As an eighties kid, synth pop has been pumping in my blood ever since that first day I turned on my MTV. There’s some debate as to who’s considered a synth pop band and who isn’t. For this September Music Twitter challenge – #SynthPopSeptember – I’m focusing more on what’s considered synth pop, not who. The songs I’m featuring on Mental Jukebox this month aren’t solely composed of synthesizers. There may be drums, bass, and dare I say, electric guitars. But each of these songs were picked because the synthesizer is core to its being.
One of the most talented and versatile voices of our time is Annie Lennox.
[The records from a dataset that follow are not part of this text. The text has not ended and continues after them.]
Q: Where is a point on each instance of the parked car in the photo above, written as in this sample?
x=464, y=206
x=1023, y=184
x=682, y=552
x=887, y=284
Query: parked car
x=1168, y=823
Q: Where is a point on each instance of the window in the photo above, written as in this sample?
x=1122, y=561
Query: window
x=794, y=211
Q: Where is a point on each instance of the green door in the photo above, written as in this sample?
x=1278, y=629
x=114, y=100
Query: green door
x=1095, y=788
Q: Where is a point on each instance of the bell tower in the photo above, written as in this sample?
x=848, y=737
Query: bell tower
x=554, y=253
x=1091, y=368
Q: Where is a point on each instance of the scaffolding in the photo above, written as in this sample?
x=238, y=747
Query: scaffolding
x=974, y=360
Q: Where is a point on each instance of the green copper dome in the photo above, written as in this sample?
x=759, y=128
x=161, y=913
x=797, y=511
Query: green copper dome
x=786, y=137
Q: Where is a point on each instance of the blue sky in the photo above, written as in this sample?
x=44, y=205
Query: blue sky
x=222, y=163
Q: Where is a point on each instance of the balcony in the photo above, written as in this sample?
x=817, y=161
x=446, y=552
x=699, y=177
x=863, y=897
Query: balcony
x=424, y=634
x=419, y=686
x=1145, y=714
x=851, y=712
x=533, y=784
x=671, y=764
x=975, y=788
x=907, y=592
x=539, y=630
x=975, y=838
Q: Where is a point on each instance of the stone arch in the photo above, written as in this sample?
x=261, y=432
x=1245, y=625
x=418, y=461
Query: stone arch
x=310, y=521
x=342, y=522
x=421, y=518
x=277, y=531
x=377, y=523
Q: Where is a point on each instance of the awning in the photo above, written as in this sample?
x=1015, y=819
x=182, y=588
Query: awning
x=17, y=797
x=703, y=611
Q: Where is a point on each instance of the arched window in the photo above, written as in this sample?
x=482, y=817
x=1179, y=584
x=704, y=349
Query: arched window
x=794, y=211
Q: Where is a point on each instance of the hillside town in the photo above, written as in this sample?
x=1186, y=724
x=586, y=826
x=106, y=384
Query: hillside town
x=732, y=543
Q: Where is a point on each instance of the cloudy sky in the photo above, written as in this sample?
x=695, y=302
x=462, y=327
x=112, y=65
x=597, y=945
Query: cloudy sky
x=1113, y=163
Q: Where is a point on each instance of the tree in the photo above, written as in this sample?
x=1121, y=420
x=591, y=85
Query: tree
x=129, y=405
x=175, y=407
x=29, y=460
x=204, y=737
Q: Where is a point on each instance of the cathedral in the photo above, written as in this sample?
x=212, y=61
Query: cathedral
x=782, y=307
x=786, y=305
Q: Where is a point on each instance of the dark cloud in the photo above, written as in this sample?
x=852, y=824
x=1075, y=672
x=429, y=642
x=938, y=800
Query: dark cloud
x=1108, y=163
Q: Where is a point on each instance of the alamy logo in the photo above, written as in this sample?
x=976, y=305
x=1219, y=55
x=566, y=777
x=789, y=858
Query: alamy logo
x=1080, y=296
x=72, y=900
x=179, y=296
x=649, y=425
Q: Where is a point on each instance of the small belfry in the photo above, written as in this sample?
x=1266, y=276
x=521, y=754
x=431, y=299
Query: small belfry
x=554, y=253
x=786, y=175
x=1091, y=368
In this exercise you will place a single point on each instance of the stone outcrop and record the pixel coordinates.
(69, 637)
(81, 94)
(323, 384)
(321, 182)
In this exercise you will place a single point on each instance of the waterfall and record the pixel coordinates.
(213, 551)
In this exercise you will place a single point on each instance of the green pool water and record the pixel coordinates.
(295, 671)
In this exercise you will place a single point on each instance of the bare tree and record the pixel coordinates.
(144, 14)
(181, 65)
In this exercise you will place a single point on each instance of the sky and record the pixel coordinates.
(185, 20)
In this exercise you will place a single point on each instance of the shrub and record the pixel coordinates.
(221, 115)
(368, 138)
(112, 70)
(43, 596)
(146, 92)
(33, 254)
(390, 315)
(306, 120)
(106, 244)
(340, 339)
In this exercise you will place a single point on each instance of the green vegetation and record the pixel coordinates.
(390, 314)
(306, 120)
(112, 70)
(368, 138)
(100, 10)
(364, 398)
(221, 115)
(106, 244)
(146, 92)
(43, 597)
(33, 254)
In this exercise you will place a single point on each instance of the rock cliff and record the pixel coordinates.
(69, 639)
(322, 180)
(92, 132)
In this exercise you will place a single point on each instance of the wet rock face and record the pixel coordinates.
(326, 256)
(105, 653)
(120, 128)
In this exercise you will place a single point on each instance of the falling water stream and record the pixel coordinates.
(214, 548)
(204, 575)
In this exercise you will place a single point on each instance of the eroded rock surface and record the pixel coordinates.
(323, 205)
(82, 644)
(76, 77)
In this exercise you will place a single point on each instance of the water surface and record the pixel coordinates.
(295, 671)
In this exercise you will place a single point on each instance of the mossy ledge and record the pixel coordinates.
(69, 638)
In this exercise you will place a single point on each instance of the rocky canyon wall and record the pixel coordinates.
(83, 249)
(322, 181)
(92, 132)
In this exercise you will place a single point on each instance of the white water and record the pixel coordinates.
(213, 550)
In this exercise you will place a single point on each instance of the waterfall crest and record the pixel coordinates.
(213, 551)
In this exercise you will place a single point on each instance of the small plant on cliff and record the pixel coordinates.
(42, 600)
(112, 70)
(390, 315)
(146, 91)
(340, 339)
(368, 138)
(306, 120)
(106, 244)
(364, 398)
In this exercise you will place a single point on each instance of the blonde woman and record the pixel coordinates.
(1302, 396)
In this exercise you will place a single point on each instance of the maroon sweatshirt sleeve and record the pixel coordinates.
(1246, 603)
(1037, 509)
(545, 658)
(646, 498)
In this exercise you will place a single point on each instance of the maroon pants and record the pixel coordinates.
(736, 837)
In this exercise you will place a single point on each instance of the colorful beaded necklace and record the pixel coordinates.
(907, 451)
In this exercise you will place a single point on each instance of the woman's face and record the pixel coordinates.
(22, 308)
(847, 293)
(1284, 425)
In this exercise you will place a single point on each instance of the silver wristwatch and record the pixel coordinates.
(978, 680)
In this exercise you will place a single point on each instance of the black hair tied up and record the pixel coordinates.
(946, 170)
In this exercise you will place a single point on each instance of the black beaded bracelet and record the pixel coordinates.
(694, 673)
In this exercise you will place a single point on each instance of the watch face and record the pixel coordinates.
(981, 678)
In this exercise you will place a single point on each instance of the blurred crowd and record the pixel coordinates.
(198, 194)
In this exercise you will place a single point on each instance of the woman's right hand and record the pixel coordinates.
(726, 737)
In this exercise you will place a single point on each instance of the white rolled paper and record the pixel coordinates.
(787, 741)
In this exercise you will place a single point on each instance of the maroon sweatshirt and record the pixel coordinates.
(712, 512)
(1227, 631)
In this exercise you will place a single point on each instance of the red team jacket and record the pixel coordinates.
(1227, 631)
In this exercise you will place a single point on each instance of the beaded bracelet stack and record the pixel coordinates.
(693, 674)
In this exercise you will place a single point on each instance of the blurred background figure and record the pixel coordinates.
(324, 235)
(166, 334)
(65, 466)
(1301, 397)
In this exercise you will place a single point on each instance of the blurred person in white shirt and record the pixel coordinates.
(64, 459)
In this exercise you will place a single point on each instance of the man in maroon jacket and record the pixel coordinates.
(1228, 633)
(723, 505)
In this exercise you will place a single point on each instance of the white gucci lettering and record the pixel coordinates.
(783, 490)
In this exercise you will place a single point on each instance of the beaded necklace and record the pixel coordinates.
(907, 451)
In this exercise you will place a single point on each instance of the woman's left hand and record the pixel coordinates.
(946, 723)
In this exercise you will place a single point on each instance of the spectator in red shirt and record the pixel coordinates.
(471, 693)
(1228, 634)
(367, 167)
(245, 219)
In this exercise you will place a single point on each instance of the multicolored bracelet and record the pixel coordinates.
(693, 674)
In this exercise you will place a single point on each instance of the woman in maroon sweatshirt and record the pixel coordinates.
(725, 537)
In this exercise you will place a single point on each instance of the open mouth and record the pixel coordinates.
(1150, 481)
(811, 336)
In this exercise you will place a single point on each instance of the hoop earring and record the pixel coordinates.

Throughout her time with the Eurythmics, her vocals spanned all kinds of genres, including rock, new wave, motown and soul. VH-1 once went so far as to name her "The Greatest White Soul Singer Alive”. A natural contralto, Lennox pushed up to the upper octaves with this falsetto that seemed to come down from heaven. She made good singers seem mediocre, most evident in vocal range-stretching tracks like “There Must Be An Angel”.
Be Yourself Tonight, as a full body of work, was quite different from the earlier Eurythmics synth-heavy aesthetic. It had much more rock, much more soul, even some Motown. I liked those songs, but “There Must Be An Angel” is still my favorite track off the album because of Dave Stewart’s production mastery and synth hooks. A second movement to the song begins about halfway through the track with this soul-infused approach that culminates in a mind blowing harmonica solo by Stevie Wonder.
“This must be a strange deception. By celestial intervention. Leaving me the recollection. Of your Heavenly connection.”